The following instruments were used to obtain physical data: a SEPA-300 digital polarimeter (Horiba Ltd., Kyoto, Japan, l = 5 cm) for specific rotations; an UV-1600 spectrometer (Shimadzu Co., Kyoto, Japan) to record UV spectra; a FTIR-8100 spectrometer (Shimadzu Co.) to measure IR spectra; a JNM-ECA800 (800 MHz), JNM-ECA700 (700 MHz), JNM-ECA500 (500 MHz), and JNM-ECS400 and JNM-AL400 (400 MHz) spectrometers (JEOL Ltd., Tokyo, Japan) to determine ¹H NMR spectra; JNM-ECA800 (200 MHz), JNM-ECA700 (175 MHz), JNM-ECA500 (125 MHz), and JNM-ECS400 and JNM-AL-400 (100 MHz) spectrometers (JEOL Ltd.) to record ¹³C NMR spectra in CDCl₃ at room temperature (25°C) with tetramethylsilane as an internal standard; an Exactive Plus Orbitrap mass spectrometer (Thermo Fisher Scientific Inc., Waltham, MA, USA) to measure ESIMS and HRESIMS; an HPLC detector, SPD-10Avp UV-Vis (Shimadzu Co.); and Cosmosil 5C₁₈-MS-II (Nacalai Tesque, Inc., Kyoto, Japan) HPLC columns (4.6 mm i.d. × 250 mm and 20 mm i.d.

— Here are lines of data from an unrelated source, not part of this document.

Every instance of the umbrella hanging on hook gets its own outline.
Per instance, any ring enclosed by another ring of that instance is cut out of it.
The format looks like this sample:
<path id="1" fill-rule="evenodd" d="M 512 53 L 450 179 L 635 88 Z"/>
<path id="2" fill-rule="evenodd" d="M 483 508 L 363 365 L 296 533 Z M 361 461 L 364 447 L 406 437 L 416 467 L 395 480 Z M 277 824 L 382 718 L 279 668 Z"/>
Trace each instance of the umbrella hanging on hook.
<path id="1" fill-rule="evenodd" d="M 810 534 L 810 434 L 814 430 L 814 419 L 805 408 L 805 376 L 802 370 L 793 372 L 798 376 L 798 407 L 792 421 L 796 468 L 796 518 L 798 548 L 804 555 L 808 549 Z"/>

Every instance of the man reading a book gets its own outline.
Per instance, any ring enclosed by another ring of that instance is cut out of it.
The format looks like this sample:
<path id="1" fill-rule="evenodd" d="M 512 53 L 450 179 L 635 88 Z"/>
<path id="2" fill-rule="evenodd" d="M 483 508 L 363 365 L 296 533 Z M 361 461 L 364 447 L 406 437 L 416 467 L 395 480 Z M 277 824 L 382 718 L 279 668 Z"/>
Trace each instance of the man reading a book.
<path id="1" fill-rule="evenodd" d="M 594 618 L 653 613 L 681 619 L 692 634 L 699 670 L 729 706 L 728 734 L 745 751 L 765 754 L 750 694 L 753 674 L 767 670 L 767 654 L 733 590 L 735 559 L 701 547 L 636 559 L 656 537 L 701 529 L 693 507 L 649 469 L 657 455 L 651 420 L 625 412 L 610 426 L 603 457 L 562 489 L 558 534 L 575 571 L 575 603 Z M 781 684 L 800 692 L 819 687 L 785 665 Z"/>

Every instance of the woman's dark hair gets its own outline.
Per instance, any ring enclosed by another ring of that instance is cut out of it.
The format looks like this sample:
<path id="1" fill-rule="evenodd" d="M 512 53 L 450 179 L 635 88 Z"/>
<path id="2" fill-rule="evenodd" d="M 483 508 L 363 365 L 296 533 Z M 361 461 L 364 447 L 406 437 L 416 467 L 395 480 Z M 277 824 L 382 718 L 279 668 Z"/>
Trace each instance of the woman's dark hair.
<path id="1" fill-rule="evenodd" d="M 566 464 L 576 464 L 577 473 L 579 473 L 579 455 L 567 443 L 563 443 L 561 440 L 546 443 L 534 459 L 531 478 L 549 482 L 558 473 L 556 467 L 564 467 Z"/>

× 250 mm) for analytical and preparative purposes, respectively.

The following materials and experimental conditions were used for the column chromatography (CC): normal-phase silica gel CC, silica gel 60N (Kanto Chemical Co., Ltd., Tokyo, Japan; 63–210 mesh, spherical, neutral); reversed-phase ODS CC, Chromatorex ODS DM1020T (Fuji Silysia Chemical, Ltd., Aichi, Japan; 100–200 mesh); TLC, pre-coated TLC plates with silica gel 60F₂₅₄ (Merck, Darmstadt, Germany, 0.25 mm, normal-phase) and silica gel RP-18 WF_254S (Merck, Darmstadt, Germany, 0.25 mm, reversed-phase); reversed-phase HPTLC, pre-coated TLC plates with silica gel RP-18 WF_254S (Merck, 0.25 mm); detection was performed by spraying 1% Ce(SO₄)₂-10% aqueous H₂SO₄, followed by heating.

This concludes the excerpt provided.